Tata himself fears that rising costs of steel and rubber could play havoc with the car's pricing. "My greatest fear is inflation. With steel and tyre prices going up, we can't hold the price that we have held emotionally," he said at the Auto Expo.
Another risk is a change in government regulations that could affect the prospects of the Nano. In the mid-1990s, Pune-based auto maker Kinetic developed a 700-cc, low-cost car but the plan had to be abandoned after the government revised excise regulations so that all automobiles above 650 cc pay a similar excise. With a 623-cc engine, the Nano is safe. For now. You never know what next month's Budget will bring.
Then, what works for small cars may not work with Land Rover and Jaguar. Tata Motors may not be able to take advantage of its low-cost manufacturing skills in the premium end - Ford may be unwilling to sell to a company that could shut plants in the UK immediately after the acquisition, given that trade unions play a vital role in clearing or opposing a deal.
"At least in the short-to-mid term, Tata will have to take the costs of manufacturing abroad into consideration," says an expert. KPMG's Nagporewalla, however, is confident that the company can leverage synergies like sourcing of components at cheaper prices from locations like India. "These will be really long term benefits," he says.
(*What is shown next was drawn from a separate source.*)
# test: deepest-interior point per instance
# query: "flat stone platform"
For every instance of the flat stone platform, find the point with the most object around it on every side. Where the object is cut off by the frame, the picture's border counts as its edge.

The other issue is the current performance of both the brands. While Land Rover is a profitable machine, the same cannot be said about Jaguar - according to the IndiaKnowledge@Wharton report, Land Rover is expected to post profits in excess of $1 billion for 2007, while Jaguar's losses are estimated at $500 million for the same period. Nagporewalla, however, maintains these are good buys.
"Buying now will get the Tatas two global brands at a very fair price. They will get better operating efficiency," he says. That remains to be seen. Meanwhile, there's no doubt that Tata Motors has an interesting ride ahead.